Jubal acknowledged that he indeed understood and held his anger. “It wasn’t all of them on the log, only two. The rest were taking the long way around.”

“I don’t understand any of that. How did you know their names? They tell you?” The sheriff seemed to be enjoying himself in a mean-spirited way.

“No, they didn’t tell me, sir. I heard them talking, and that Billy Tauson, the big gray-haired one, the leader, he’s the one my pa had trouble with here in town.”

“Damn. This is getting better and better. Why don’t you start once more at the beginning and see if you can tell it straight without any storybook? Start with the first one you shot, the feller in back of your wagon.”

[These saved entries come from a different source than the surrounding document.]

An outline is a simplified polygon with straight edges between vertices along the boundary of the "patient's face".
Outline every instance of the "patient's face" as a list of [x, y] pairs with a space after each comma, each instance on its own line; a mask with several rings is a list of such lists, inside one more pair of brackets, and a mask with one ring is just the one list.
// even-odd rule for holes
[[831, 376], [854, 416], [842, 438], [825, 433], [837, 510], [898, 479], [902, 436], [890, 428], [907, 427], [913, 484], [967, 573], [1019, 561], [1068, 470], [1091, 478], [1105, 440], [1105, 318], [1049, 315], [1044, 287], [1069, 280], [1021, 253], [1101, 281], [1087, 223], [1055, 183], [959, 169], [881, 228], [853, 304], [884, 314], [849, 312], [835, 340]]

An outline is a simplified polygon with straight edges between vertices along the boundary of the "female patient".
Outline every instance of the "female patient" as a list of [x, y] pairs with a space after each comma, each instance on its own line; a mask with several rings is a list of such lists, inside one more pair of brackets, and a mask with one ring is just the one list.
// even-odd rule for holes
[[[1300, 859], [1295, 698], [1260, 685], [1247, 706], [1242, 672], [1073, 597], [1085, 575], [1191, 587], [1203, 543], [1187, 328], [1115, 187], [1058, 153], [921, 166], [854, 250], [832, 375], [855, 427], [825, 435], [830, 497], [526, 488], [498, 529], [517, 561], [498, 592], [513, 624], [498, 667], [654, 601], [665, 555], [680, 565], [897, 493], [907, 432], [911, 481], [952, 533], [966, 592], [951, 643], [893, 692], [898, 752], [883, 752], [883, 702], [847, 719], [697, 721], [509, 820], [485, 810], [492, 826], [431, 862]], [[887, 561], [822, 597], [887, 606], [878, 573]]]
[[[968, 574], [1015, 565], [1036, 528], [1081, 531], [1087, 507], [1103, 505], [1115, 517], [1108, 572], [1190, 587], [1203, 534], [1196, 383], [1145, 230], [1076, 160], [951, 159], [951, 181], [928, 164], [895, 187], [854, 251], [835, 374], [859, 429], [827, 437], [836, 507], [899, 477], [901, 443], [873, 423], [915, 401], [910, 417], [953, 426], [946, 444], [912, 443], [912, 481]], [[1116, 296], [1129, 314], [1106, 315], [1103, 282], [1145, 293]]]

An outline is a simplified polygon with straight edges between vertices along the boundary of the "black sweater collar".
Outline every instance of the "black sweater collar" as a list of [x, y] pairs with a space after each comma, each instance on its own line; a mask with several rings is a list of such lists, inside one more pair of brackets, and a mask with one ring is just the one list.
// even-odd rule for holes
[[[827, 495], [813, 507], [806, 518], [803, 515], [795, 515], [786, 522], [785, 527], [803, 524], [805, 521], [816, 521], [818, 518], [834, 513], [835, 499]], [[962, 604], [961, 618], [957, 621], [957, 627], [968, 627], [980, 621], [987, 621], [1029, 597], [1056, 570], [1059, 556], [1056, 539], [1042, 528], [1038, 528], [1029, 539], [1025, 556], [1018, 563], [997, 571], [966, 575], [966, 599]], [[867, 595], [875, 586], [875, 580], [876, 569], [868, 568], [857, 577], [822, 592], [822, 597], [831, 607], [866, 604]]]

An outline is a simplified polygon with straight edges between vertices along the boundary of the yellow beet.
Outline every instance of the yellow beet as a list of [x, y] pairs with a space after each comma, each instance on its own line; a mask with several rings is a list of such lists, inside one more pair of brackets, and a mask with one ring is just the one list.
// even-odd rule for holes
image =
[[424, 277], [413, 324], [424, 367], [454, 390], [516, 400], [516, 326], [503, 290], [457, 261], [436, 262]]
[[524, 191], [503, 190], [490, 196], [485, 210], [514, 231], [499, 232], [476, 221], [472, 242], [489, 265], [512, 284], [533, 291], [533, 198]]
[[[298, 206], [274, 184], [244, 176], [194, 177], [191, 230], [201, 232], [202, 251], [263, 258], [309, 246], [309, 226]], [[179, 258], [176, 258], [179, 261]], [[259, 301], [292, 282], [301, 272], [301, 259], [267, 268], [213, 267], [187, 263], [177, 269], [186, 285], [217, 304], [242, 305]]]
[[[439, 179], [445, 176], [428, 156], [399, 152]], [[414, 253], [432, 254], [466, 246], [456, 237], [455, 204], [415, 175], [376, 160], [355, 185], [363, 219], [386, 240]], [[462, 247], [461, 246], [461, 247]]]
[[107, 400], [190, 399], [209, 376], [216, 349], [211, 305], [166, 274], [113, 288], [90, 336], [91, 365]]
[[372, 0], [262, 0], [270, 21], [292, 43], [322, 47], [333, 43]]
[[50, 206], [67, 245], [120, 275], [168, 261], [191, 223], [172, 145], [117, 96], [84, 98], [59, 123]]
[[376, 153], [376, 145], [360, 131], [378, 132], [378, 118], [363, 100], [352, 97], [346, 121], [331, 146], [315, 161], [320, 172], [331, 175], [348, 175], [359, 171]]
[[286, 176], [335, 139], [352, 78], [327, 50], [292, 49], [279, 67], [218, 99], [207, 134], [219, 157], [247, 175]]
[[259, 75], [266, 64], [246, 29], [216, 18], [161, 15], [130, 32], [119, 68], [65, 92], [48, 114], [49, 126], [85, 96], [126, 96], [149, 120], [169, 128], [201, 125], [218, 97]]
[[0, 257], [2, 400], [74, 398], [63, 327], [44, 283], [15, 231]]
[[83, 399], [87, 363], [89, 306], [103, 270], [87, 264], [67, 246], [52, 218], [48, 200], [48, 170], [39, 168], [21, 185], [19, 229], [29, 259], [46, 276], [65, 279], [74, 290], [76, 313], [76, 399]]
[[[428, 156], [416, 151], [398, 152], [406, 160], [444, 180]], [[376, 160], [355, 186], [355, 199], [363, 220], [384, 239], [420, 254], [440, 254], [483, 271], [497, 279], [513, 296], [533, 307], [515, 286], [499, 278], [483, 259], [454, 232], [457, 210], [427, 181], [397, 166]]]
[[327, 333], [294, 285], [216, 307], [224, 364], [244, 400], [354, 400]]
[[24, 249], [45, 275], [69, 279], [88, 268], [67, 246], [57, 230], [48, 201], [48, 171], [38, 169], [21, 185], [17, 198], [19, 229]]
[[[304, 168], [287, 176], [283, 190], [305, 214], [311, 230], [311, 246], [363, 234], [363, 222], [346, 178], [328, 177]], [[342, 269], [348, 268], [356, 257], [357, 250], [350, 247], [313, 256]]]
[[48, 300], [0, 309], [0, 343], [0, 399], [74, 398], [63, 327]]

Jubal closed his eyes and steeled himself to tell the truth. In for a penny, in for a pound. “He wasn’t the first one. The first one was out back of the barn where they tied my—”

Deputy Ron burst through the door. “That ole boy didn’t make it, Sheriff. Passed on to his reward with a big bubble of blood comin’ out his mouth. Nasty. He kept
talking right to the end, though.” The deputy pulled his chair up close to Jubal. “I gotta get a good look at this gunner, Sheriff. He’s a jimmy cracker, I’ll tell ya.”